I use llama_index
in Jupyter Notebooks running in Docker container. For data persistence I need to mount the cache
folder from the host to Docker
container. Basically, my question is what is the name of "cache" folder that ServiceContext
from llama_index
uses and how to locate it.
Consider the following code example in Python
:
from llama_index import VectorStoreIndex
from llama_index import ServiceContext
from llama_index.llms import OpenAI
llm = OpenAI(model="gpt-3.5-turbo", temperature=0.1)

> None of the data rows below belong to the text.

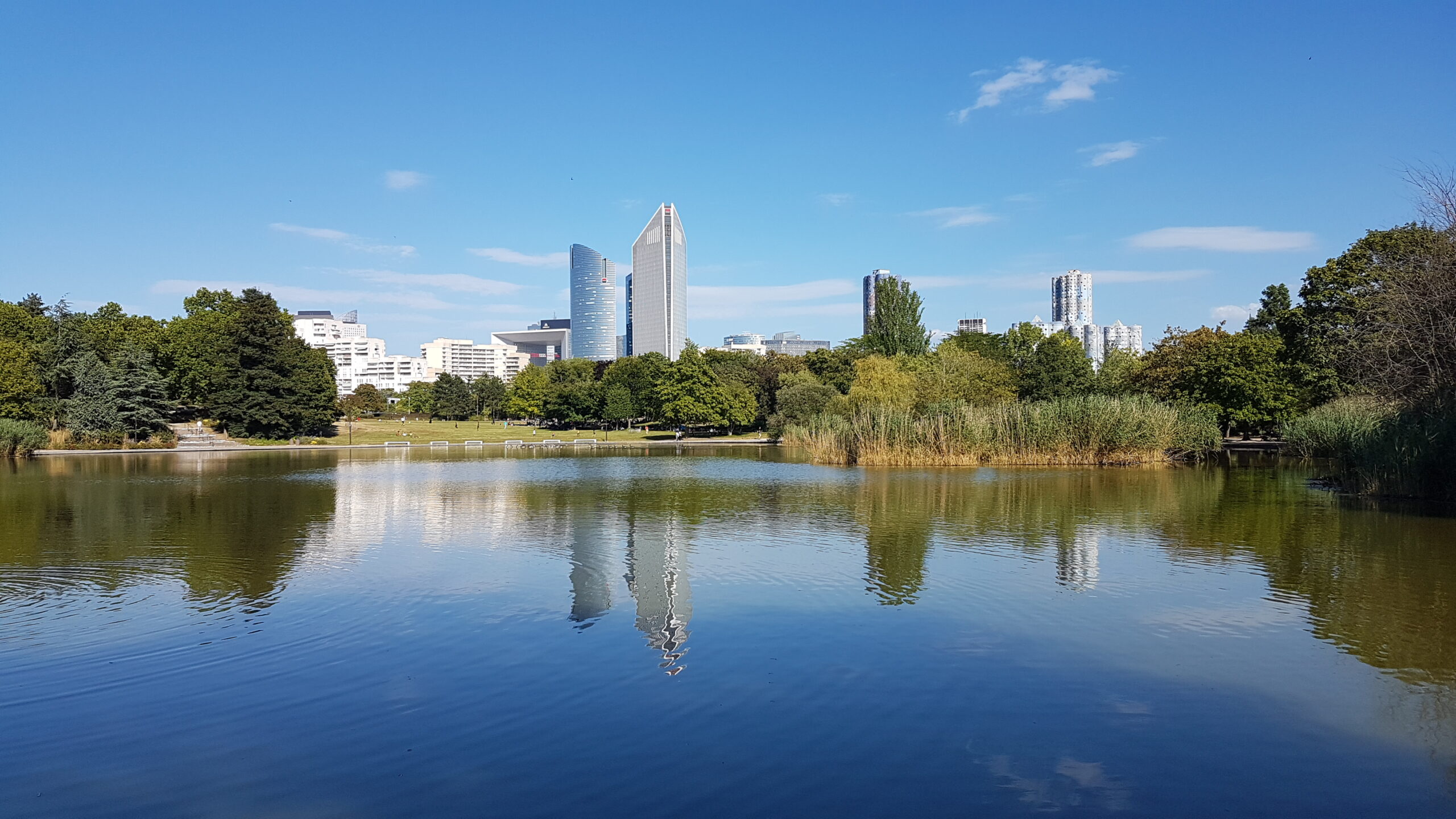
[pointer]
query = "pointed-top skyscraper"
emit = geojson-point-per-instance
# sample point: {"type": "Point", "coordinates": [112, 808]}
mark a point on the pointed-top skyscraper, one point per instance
{"type": "Point", "coordinates": [659, 311]}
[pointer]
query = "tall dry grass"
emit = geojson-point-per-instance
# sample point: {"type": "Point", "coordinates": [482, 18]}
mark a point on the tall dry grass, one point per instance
{"type": "Point", "coordinates": [1087, 431]}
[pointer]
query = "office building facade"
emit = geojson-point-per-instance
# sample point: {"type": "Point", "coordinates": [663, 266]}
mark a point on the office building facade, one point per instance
{"type": "Point", "coordinates": [659, 312]}
{"type": "Point", "coordinates": [593, 305]}
{"type": "Point", "coordinates": [875, 278]}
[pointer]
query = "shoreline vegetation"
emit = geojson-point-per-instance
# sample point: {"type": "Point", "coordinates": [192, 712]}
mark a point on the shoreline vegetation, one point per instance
{"type": "Point", "coordinates": [1074, 431]}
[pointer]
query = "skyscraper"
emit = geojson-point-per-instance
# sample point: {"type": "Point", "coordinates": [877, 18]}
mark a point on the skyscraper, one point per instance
{"type": "Point", "coordinates": [659, 288]}
{"type": "Point", "coordinates": [593, 305]}
{"type": "Point", "coordinates": [875, 278]}
{"type": "Point", "coordinates": [1072, 297]}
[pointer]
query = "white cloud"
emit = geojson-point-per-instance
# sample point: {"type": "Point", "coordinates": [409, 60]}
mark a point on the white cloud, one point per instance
{"type": "Point", "coordinates": [1077, 82]}
{"type": "Point", "coordinates": [1027, 72]}
{"type": "Point", "coordinates": [404, 180]}
{"type": "Point", "coordinates": [347, 239]}
{"type": "Point", "coordinates": [1235, 239]}
{"type": "Point", "coordinates": [514, 257]}
{"type": "Point", "coordinates": [1234, 314]}
{"type": "Point", "coordinates": [714, 302]}
{"type": "Point", "coordinates": [1107, 154]}
{"type": "Point", "coordinates": [306, 297]}
{"type": "Point", "coordinates": [456, 282]}
{"type": "Point", "coordinates": [957, 216]}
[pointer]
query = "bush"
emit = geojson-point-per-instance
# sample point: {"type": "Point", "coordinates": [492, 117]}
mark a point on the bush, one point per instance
{"type": "Point", "coordinates": [1087, 429]}
{"type": "Point", "coordinates": [19, 439]}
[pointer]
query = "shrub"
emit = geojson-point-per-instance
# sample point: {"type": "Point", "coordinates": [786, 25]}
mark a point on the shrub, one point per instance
{"type": "Point", "coordinates": [19, 439]}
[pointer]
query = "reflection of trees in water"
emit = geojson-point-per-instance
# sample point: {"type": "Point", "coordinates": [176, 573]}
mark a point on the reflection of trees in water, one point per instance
{"type": "Point", "coordinates": [230, 531]}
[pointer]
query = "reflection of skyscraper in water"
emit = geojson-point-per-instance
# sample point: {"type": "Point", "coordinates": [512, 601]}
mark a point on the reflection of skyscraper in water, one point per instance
{"type": "Point", "coordinates": [593, 564]}
{"type": "Point", "coordinates": [657, 577]}
{"type": "Point", "coordinates": [1077, 561]}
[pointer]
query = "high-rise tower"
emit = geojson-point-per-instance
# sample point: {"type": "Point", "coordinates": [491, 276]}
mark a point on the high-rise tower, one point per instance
{"type": "Point", "coordinates": [1072, 297]}
{"type": "Point", "coordinates": [875, 278]}
{"type": "Point", "coordinates": [660, 286]}
{"type": "Point", "coordinates": [593, 305]}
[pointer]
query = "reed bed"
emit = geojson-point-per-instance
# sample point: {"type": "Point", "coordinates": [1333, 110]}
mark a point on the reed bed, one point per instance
{"type": "Point", "coordinates": [1081, 431]}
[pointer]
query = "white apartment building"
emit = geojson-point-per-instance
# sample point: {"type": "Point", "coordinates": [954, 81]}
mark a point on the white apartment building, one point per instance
{"type": "Point", "coordinates": [469, 361]}
{"type": "Point", "coordinates": [389, 372]}
{"type": "Point", "coordinates": [1119, 336]}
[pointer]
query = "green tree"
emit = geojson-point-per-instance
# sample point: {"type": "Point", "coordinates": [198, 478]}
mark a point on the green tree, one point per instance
{"type": "Point", "coordinates": [140, 394]}
{"type": "Point", "coordinates": [692, 394]}
{"type": "Point", "coordinates": [1057, 367]}
{"type": "Point", "coordinates": [366, 400]}
{"type": "Point", "coordinates": [1275, 307]}
{"type": "Point", "coordinates": [280, 387]}
{"type": "Point", "coordinates": [740, 406]}
{"type": "Point", "coordinates": [618, 406]}
{"type": "Point", "coordinates": [895, 328]}
{"type": "Point", "coordinates": [452, 397]}
{"type": "Point", "coordinates": [1119, 372]}
{"type": "Point", "coordinates": [490, 395]}
{"type": "Point", "coordinates": [419, 398]}
{"type": "Point", "coordinates": [21, 388]}
{"type": "Point", "coordinates": [953, 374]}
{"type": "Point", "coordinates": [92, 407]}
{"type": "Point", "coordinates": [880, 381]}
{"type": "Point", "coordinates": [526, 394]}
{"type": "Point", "coordinates": [833, 367]}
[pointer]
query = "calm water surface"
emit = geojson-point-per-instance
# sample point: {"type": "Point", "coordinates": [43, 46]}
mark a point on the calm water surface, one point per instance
{"type": "Point", "coordinates": [373, 634]}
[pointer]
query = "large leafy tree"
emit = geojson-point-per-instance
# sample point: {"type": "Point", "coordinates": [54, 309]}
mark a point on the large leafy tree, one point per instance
{"type": "Point", "coordinates": [526, 394]}
{"type": "Point", "coordinates": [880, 381]}
{"type": "Point", "coordinates": [896, 327]}
{"type": "Point", "coordinates": [490, 394]}
{"type": "Point", "coordinates": [692, 394]}
{"type": "Point", "coordinates": [452, 397]}
{"type": "Point", "coordinates": [280, 387]}
{"type": "Point", "coordinates": [1057, 367]}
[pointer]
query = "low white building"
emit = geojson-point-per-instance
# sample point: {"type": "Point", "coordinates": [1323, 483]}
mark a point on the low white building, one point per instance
{"type": "Point", "coordinates": [465, 359]}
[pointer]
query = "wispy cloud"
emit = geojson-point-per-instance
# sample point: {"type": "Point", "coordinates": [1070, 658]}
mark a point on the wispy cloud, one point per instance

service_context = ServiceContext.from_defaults(
llm=llm, embed_model="local:BAAI/bge-small-en-v1.5"
)
This code gives the following output:
config.json: 100%
743/743 [00:00<00:00, 32.2kB/s]
model.safetensors: 100%
133M/133M [00:32<00:00, 3.95MB/s]
tokenizer_config.json: 100%
366/366 [00:00<00:00, 31.0kB/s]
vocab.txt: 100%
232k/232k [00:00<00:00, 1.44MB/s]
tokenizer.json: 100%
711k/711k [00:00<00:00, 2.31MB/s]
special_tokens_map.json: 100%
125/125 [00:00<00:00, 12.9kB/s]
So, ServiceContext
downloaded successfully the above files. But where are these files saved on my side? I can't find it. After Jupyter Notebook restarts all this lost and I have to download it once again.
Do they use HuggingFace under the hood? I checked default .cache
folder which HuggingFace uses, there is no "local:BAAI/bge-small-en-v1.5" model artifacts.
Linux search find -iname "model.safetensors"
gave nothing.
On my Mac it's storing under ~/Library/caches/llama_index/models. It would be nice to use HF_HUB.